Semua persyaratan tersebut harus dilengkapi dan disusun per applicant (dalam kasus saya, saya membuat 3 (tiga rangkap) untuk saya sendiri, suami, dan anak).

Setelah semua lengkap, tanggal 10 Agustus 2017 (Kamis) pagi jam 07.30 saya sudah standby di Embassy Korea Selatan yang tepat berada di sebelah RS. Medistra. Pagi itu baru ada beberapa orang yang menunggu, diantaranya dari travel agent. Tidak lama setelah menunggu di luar, kami dipersilahkan masuk untuk menunggu di dalam. Jangan lupa persiapkan KTP/identitas lainnya sebelum melewati X-ray.

IMG_0489

View menghadap ke Gatsu dari tempat menunggu sebelum Gate dibuka

IMG_0547

Menuju gedung pengurusan visa

Loket buka sekitar jam 08.30 an. Saya datang kecepetan dan masih harus menunggu lumayan lama. Tapi hikmahnya saya bisa mendapatkan no antrian 2 dan bisa ngobrol dengan applicant lainnya, mendengarkan sharing pengalaman mereka saat berlibur ke Korea.

IMG_0490

Loket pengurusan visa

IMG_0491

Saat itu saya mendapat no antrian 2 😀

Antrian untuk perorangan dan travel agent dipisah. Jadi jangan khawatir karena kita tidak perlu “bersaing” dengan travel agent yang dokumennya berjibun :p
Sebelum dipanggil ke loket jangan lupa persiapkan semua dokumen yang dibutuhkan, dengan “form aplikasi & pas photo” di lembar paling depan. Petugas akan mengecek kelengkapan dokumen dan jika sudah lengkap bisa langsung membayar secara cash. Biaya pengurusan visa untuk single entry sebesar IDR 544,000/orang. Untuk pengurusan visa dapat diwakilkan. Saat itu saya langsung submit visa untuk suami dan anak, sehingga total pembayaran visa sebesar IDR 1,632,000. Setelah pembayaran, petugas akan memberikan bukti pembayaran sekaligus tanggal perkiraan pengambilan visa dan juga website untuk mengecek status aplikasi kita (disini). Proses submit aplikasi ini kurang lebih 5-10 menit, jika dokumen dianggap sudah lengkap.
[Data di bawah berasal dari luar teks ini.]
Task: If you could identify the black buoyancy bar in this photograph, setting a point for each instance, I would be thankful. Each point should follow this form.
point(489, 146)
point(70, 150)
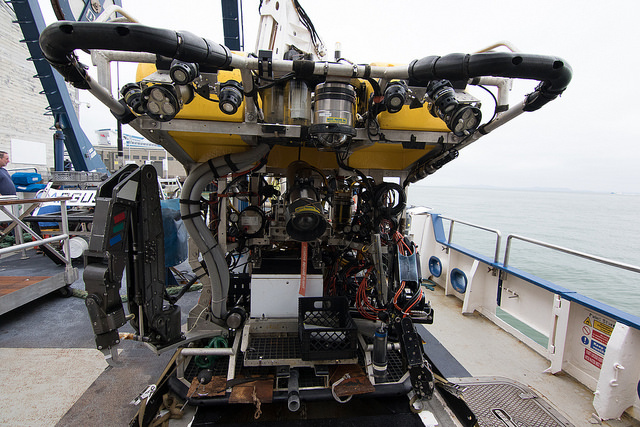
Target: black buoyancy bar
point(60, 39)
point(553, 72)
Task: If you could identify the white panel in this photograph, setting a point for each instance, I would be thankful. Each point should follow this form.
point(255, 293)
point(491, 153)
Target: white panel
point(277, 295)
point(28, 152)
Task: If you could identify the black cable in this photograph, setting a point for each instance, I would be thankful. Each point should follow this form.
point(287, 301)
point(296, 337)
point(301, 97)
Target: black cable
point(495, 101)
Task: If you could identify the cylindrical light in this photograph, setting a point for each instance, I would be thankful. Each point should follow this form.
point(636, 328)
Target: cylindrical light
point(394, 96)
point(230, 96)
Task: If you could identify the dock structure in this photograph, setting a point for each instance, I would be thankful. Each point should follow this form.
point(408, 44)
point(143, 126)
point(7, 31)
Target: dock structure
point(25, 275)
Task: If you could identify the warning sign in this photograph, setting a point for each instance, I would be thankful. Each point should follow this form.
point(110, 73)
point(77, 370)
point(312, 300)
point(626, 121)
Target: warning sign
point(598, 347)
point(596, 331)
point(602, 327)
point(593, 358)
point(599, 336)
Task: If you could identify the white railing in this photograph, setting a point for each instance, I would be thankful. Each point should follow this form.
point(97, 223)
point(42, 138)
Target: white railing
point(595, 343)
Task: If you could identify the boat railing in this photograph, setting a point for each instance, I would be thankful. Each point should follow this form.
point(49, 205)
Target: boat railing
point(578, 335)
point(568, 251)
point(453, 221)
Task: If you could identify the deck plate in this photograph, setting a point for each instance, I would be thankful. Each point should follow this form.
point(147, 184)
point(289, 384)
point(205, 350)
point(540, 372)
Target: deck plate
point(501, 402)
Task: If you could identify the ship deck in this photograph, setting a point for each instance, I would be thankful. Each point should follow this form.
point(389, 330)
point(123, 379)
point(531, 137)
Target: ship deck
point(52, 374)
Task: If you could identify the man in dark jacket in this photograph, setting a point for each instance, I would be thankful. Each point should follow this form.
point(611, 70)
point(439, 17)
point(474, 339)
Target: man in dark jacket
point(6, 184)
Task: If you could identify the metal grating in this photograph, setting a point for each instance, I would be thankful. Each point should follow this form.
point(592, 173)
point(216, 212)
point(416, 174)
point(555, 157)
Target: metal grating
point(500, 402)
point(273, 347)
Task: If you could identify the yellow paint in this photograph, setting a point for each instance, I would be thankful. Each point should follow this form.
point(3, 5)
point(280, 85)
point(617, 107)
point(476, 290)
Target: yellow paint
point(390, 156)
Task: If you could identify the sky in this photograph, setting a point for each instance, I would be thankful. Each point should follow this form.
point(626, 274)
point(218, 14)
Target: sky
point(586, 140)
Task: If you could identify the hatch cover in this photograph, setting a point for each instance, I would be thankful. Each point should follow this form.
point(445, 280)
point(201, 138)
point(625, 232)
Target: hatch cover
point(501, 402)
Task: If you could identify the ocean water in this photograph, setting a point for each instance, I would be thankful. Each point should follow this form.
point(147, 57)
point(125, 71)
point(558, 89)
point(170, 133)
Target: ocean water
point(605, 225)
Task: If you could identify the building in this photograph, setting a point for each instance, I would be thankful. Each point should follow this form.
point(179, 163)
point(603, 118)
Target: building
point(25, 132)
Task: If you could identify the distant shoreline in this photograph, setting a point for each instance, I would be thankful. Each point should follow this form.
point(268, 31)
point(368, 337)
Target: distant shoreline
point(536, 189)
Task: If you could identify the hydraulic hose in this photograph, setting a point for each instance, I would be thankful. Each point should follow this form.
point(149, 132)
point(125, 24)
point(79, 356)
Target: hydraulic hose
point(553, 72)
point(59, 40)
point(207, 243)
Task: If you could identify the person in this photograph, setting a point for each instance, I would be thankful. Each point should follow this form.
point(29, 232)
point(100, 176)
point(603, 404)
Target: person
point(7, 188)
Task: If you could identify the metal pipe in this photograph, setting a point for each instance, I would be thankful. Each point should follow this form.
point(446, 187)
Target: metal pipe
point(480, 227)
point(584, 255)
point(208, 352)
point(293, 389)
point(31, 244)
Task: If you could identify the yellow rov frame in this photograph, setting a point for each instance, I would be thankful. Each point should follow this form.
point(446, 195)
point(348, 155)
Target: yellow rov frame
point(192, 131)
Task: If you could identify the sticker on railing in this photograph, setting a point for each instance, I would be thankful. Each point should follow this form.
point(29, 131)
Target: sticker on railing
point(593, 358)
point(596, 331)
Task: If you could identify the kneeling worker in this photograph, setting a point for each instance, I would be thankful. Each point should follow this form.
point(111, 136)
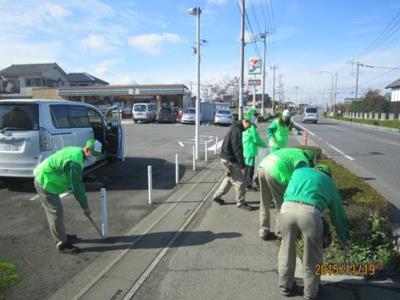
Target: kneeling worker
point(274, 174)
point(60, 172)
point(309, 193)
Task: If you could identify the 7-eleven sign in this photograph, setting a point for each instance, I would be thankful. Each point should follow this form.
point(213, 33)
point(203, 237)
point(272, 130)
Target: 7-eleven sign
point(254, 65)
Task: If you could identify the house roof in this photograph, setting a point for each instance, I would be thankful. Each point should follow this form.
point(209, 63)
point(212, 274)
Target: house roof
point(30, 69)
point(394, 84)
point(84, 78)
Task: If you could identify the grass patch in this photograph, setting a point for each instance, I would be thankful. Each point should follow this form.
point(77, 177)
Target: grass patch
point(383, 123)
point(8, 275)
point(370, 231)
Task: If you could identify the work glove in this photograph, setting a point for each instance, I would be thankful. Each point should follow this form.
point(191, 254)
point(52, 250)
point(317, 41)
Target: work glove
point(87, 212)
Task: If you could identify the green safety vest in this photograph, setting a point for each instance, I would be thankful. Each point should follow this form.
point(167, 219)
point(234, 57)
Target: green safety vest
point(251, 140)
point(281, 135)
point(282, 163)
point(50, 173)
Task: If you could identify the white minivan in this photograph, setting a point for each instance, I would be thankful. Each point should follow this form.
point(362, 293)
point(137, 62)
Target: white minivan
point(33, 129)
point(143, 112)
point(310, 114)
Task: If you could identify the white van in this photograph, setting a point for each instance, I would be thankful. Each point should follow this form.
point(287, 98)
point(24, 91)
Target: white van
point(31, 130)
point(310, 114)
point(143, 112)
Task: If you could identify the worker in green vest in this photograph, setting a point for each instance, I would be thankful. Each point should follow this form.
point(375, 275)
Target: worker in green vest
point(278, 131)
point(274, 174)
point(57, 174)
point(309, 193)
point(251, 140)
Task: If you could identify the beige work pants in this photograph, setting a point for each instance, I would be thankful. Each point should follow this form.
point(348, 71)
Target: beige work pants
point(294, 218)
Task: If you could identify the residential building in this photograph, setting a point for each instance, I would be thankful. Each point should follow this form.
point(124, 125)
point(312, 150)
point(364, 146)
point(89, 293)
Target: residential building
point(395, 90)
point(20, 79)
point(85, 79)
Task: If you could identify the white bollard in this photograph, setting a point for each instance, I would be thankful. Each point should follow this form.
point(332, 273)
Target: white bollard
point(104, 220)
point(205, 151)
point(194, 158)
point(150, 182)
point(176, 169)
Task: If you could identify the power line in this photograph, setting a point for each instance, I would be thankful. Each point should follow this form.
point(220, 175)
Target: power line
point(388, 31)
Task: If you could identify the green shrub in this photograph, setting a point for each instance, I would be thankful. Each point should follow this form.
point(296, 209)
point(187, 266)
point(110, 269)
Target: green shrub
point(370, 231)
point(8, 275)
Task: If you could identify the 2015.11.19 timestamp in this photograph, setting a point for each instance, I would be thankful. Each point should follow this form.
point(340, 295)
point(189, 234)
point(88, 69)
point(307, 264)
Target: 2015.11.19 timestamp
point(351, 269)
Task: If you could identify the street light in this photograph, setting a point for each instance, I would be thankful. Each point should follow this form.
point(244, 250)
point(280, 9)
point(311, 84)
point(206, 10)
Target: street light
point(196, 11)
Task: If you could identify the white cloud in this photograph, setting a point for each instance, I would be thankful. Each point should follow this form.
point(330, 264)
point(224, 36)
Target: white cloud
point(95, 42)
point(153, 43)
point(217, 2)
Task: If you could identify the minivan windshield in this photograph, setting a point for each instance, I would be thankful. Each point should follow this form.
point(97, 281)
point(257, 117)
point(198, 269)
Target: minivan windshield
point(166, 109)
point(311, 110)
point(16, 116)
point(224, 112)
point(141, 107)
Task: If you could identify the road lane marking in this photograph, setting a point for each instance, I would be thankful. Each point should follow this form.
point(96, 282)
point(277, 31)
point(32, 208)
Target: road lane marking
point(305, 129)
point(340, 151)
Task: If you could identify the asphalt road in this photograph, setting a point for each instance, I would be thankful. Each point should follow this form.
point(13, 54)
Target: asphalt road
point(372, 154)
point(25, 237)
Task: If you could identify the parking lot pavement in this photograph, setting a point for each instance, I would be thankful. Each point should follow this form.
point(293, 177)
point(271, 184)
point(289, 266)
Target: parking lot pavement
point(25, 237)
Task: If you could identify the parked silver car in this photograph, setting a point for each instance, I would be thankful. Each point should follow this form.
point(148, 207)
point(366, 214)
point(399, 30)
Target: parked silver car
point(31, 130)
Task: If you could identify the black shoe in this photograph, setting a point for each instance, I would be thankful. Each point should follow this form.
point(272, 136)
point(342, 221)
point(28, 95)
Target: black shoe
point(288, 292)
point(73, 238)
point(246, 207)
point(268, 236)
point(219, 200)
point(68, 248)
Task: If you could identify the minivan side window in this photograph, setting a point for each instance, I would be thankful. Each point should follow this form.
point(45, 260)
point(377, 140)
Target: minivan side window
point(69, 116)
point(59, 116)
point(78, 116)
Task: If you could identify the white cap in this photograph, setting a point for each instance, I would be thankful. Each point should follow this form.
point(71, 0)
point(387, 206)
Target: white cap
point(286, 113)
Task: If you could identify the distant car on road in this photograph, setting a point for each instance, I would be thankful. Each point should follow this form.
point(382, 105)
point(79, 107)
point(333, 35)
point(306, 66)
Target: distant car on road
point(143, 112)
point(167, 114)
point(223, 117)
point(189, 116)
point(310, 114)
point(33, 129)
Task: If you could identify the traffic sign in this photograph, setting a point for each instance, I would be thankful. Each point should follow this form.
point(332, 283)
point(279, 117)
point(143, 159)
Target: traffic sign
point(254, 82)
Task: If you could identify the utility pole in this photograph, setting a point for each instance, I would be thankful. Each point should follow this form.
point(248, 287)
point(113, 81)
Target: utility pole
point(264, 63)
point(273, 84)
point(242, 44)
point(358, 72)
point(334, 98)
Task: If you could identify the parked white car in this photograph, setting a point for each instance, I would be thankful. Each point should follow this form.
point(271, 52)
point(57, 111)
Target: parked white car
point(189, 116)
point(310, 115)
point(223, 117)
point(31, 130)
point(143, 112)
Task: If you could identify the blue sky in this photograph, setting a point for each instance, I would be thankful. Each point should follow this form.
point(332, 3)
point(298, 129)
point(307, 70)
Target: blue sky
point(149, 41)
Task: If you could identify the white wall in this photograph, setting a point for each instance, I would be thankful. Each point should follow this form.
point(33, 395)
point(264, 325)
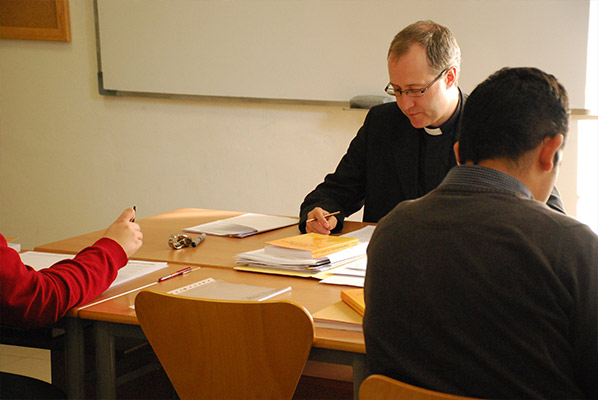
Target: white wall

Jika dokumen dianggap masih kurang lengkap, pihak Kedubes akan menghubungi kita untuk melengkapi kekurangannya. Tapi dalam kasus saya alhamdulillah semua dokumen lengkap tanpa perlu menyusulkan dokumen lainnya.

Berikut lokasi dan jam operasional Kedubes Korea Selatan:
map

  • Penerimaan Aplikasi Visa : Setiap Hari Senin ~ Hari Jumat (09:00~11:30)
  • Pemberian Visa : Setiap Hari Senin ~ Hari Jumat (13:30 ~ 17:00)
  • Kecuali Libur Resmi Indonesia 2016 dan 4 Besar Libur Resmi Republik Korea

Aplikasi saya diperkirakan selesai tanggal 22 Agustus 2017 (6 hari kerja, dipotong libur kemerdekaan Korsel & Indonesia).
Saat itu rasanya deg-degan sekali. Perasaan tidak menentu, perut mules, mau kerja juga ga konsen, campur aduk. Akhirnya jam 09.30an saya beranikan diri mengecek status aplikasi. Pertama punya suami saya, dan hasilnyaa…..APPROVED!!! Sempat ga yakin sampe saya print screen dan kirim ke suami hahaha. Selanjutnya saya cek punya anak yang hasilnya juga Approved. Terakhir tinggal punya saya. Semakin deg-degan karena pernah baca blog yang mereka pergi sekeluarga tapi saat pengurusan visa hanya beberapa saja yang diapprove sisanya reject. Jeng jenggg… Okey Bismillah saya cek punya saya dan alhamdulillah Approved. Ya Allah rasanya seneng banget. Asli deh. Mungkin terkesan lebay, tapi emang inilah yang terjadi saat orang-orang yang apply visa Korsel dan diapproved. Karena konon katanya apply visa Korsel lebih complicated daripada visa Jepang.

Okey ga buang-buang waktu, after lunch saya langsung nyolong waktu bentar untuk mengambil passport di Kedubes Korsel. Tempatnya masih sama di gedung pengurusan visa. Kita tinggal menyerahkan bukti pembayaran/tanda terima yang asli ke tempat yang tersedia dan tinggal menunggu nama kita dipanggil. Jangan lupa mengecek passport & visa sebelum keluar dari gedung tersebut, just in case ada kesalahan kita masih bisa complaint.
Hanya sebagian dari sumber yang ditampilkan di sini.